Woods has also made a name for himself in the gaming world. It’s not only a passion for Woods. It’s part of who he is.

“I’m sitting in front of my computer right now setting up to do a live stream,” he says. “I was on last night for about three hours. Honestly it’s the other side of my life that I’m just kind of obsessed with. It’s my wind-down, it’s where I get my head right.”

Unlike the social aspect of heavy drinking and partying of past generations, Woods has created an atmosphere where wrestlers can bond by playing video games in locker rooms and hotel rooms after the show.

The lifelong video game aficionado’s YouTube gaming channel UpUpDownDown, which regularly sees him and friends including other WWE stars playing games, has nearly two million subscribers.

“I’ve been playing games all my life, but as far as doing the YouTubes, it’s been three years that I’ve had UpUpDownDown. Then I just started up the Twitch channel to have more of a live-stream experience with people.”

For Xavier Woods, the most enjoyable part of being a WWE Superstar is bringing joy and laughter to fans.

“Just seeing the smiles on people’s faces, whether it’s at a show or a signing, because that was me. I know how that feels. To know we now have the ability to do that for people … that’s insane for me.”

Recently while Woods was in Kuala Lampur, Malaysia, on a media tour, he was approached by a young fan who immediately recognized the wrestler.

“To have a seven-year-old kid on the other side of the world know my name is a very humbling thing. I’m just a regular dude from Georgia who likes wrestling. How do you know me? That’s awesome. The reach that WWE has is amazing.”

As for memorable experiences in the Lowcountry, Woods smiles when he thinks about a particular one.

“This is going to sound very weird, but I had really good (Krispy Kreme) donuts there one time. They’re so good. I was at a friend’s house, and they had a bowl of donuts. We sat down and ate all of them.”

As for Woods’ trusty trombone, which he plays as part of New Day’s ring entrance, it comes quite naturally.

“I’ve been playing trombone since the sixth grade. People always ask me if I just tried to learn trombone so I could use it in the act. I actually was a concert-level trombonist,” says Woods, who was featured playing trombone and tambourine as well as dancing and singing on the Postmodern Jukebox cover of “What is Love” music video.

“I play every once in a while.

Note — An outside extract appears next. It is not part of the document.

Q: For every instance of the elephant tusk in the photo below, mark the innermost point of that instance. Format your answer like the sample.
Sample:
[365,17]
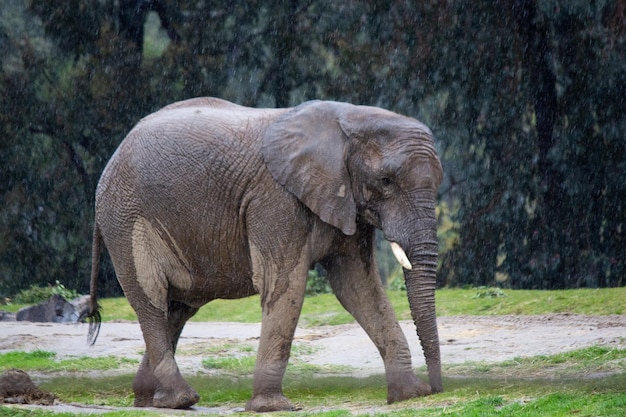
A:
[400,255]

I’m obviously nowhere as good as I was when I was younger. But I can still play something by ear, which is nice.”

And he’s good enough to play in front of 20,000 people.

“My old band teacher told me he didn’t know this for a fact, but he was pretty sure I had done more for trombones than anyone in the history of this school.”

Xavier Woods will be at the North Charleston Coliseum as part of WWE’s Smackdown Live event Monday night, joining forces with New Day partners Big E and Kofi Kingston in a three-way tag bout with The Usos and defending Smackdown tag-team champs The Bar (Sheamus and Cesaro).

In other matches on the show: AJ Styles will defend his WWE championship against Daniel Bryan in the main event, while Shinsuke Nakamura, Jeff Hardy and Samoa Joe will meet in a three-way match.

New Smackdown women’s champion Asuka will join Charlotte Flair and Becky Lynch in a special Miz TV segment. Also featured will be Luke Gallows and Karl Anderson, Carmella, Naomi and more.